Acta Univ. Agric. Silvic. Mendelianae Brun. 2011, 59, 91-100

https://doi.org/10.11118/actaun201159030091
Published online 2014-06-14

Wood moisture monitoring during log house thermal insulation mounting

Pavla Kotásková1, Zdeňka Havířová2

1Ústav tvorby a ochrany krajiny, Mendelova univerzita v Brně, Zemědělská 1, 613 00 Brno, Česká republika
2Ústav základního zpracování dřeva, Mendelova univerzita v Brně, Zemědělská 1, 613 00 Brno, Česká republika

The current designs of thermal insulation for buildings concentrate on the achievement of the required heat transmission coefficient. However, another factor that cannot be neglected is the assessment of the possible water vapour condensation inside the construction.
The aim of the study was to find out whether the designed modification of the cladding structure of an existing log house will or will not lead to a risk of possible water vapour condensation in the walls after an additional thermal insulation mounting.
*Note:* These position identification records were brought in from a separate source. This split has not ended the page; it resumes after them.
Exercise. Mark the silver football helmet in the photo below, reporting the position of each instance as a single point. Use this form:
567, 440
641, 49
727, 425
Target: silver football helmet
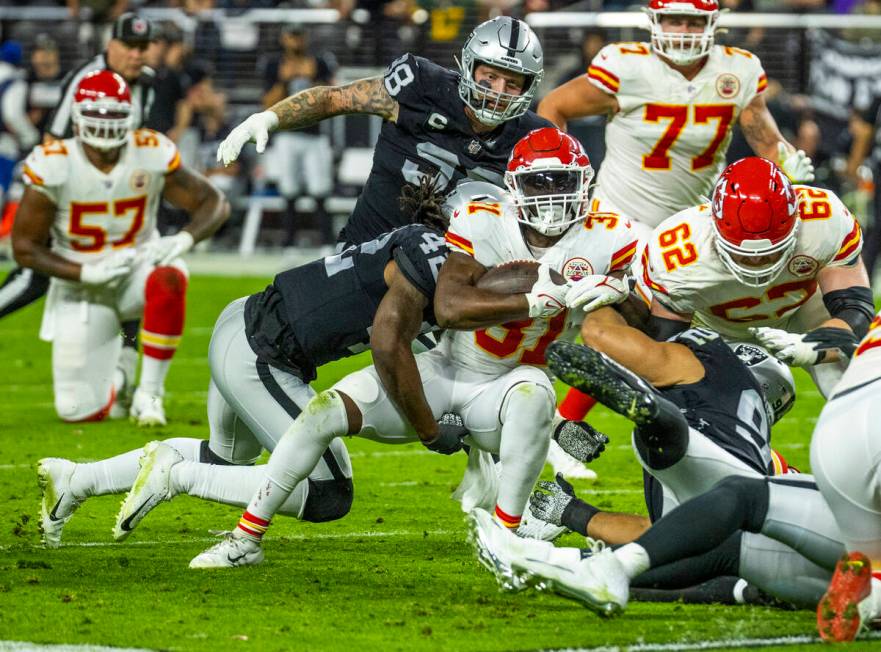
775, 377
505, 43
The condensation could result in the increase in moisture of the walls and consequently the constructional timber, which would lead to the reduction of the timber construction strength, wood degradation by biotic factors – wood-destroying insects, mildew or wood-destroying fungi. The main task was to compare the theoretically established values of moisture of the constructional timber with the values measured inside the construction using a specific example of a thermal insulated log house. Three versions of thermal insulation were explored to find the solution of a log house reconstruction which would be the optimum for living purposes. Two versions deal with the cladding structure with the insulation from the interior, the third version deals with an external insulation.
In a calculation model the results can be affected to a great degree by input values (boundary conditions). This especially concerns the factor of vapour barrier diffusion resistance, which is entered in accordance with the producer’s specifications; however, its real value can be lower as it depends on the perfectness and correctness of the technological procedure. That is why the study also includes thermal technical calculations of all designed insulation versions in the most unfavourable situation, which includes the degradation of the vapour barrier down to 10% efficiency, i.e. the reduction of the diffusion resistance factor to 10% of the original value.
Moreover, the dependence of the weight moisture of timber inside the insulated cladding on temperature-moisture changes in the internal and external ambient environment was examined.